Check if `live_zone_only` is enabled in your `CompressionPolicy`. If the content falls outside the live zone, both `SmartCrusher` and `KompressCompressor` return passthrough immediately. Additionally, verify that the calculated compression ratio does not exceed `max_lossy_ratio`, which causes transforms to preserve the original content to prevent excessive token loss.

### How do I distinguish between Python and Rust compression metrics?

The Python side logs individual transform decisions via `record_compression` in [`headroom/transforms/content_router.py`](https://github.com/chopratejas/headroom/blob/main/headroom/transforms/content_router.py), showing per-stage ratios and skip reasons. The Rust side in [`crates/headroom-proxy/src/observability/compression_ratio.rs`](https://github.com/chopratejas/headroom/blob/main/crates/headroom-proxy/src/observability/compression_ratio.rs) emits the final `headroom_compression_ratio` metric. If Python logs show successful compression but Rust reports a ratio near 1.0, investigate whether the Rust dispatcher is decompressing the payload or bypassing the compression layer entirely.

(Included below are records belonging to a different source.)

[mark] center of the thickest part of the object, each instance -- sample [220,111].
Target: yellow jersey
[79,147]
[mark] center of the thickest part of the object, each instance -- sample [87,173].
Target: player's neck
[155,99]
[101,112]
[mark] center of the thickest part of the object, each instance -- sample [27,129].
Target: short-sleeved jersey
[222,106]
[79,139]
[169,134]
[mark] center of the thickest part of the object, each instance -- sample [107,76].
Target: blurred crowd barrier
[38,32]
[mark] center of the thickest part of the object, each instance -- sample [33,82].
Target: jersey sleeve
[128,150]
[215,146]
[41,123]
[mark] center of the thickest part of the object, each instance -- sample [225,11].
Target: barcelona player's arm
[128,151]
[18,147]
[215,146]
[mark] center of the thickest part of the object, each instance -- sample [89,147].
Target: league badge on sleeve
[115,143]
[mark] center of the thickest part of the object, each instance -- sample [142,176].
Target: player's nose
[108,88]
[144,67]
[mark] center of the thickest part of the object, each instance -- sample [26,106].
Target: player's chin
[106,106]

### Can I debug compression issues without modifying source code?

Yes. Set the environment variable `HEADROOM_LOG_LEVEL=debug` to capture detailed routing logs without code changes. Additionally, use `HEADROOM_PROXY_AUTH_MODE_POLICY_ENFORCEMENT=disabled` to force the permissive PAYG policy at runtime. These flags allow full diagnostic visibility into whether issues stem from policy configuration or content characteristics.

### What does a compression ratio close to 1.0 indicate?

A ratio approaching 1.0 signifies that output size nearly equals input size, indicating minimal or no compression occurred. This typically results from content that is already optimized, a `max_lossy_ratio` threshold that is too restrictive, or the `volatile_token_threshold` classifying the payload as stable content unsuitable for mutation. Check the `routing_log` for the specific transform that produced this ratio to determine the root cause.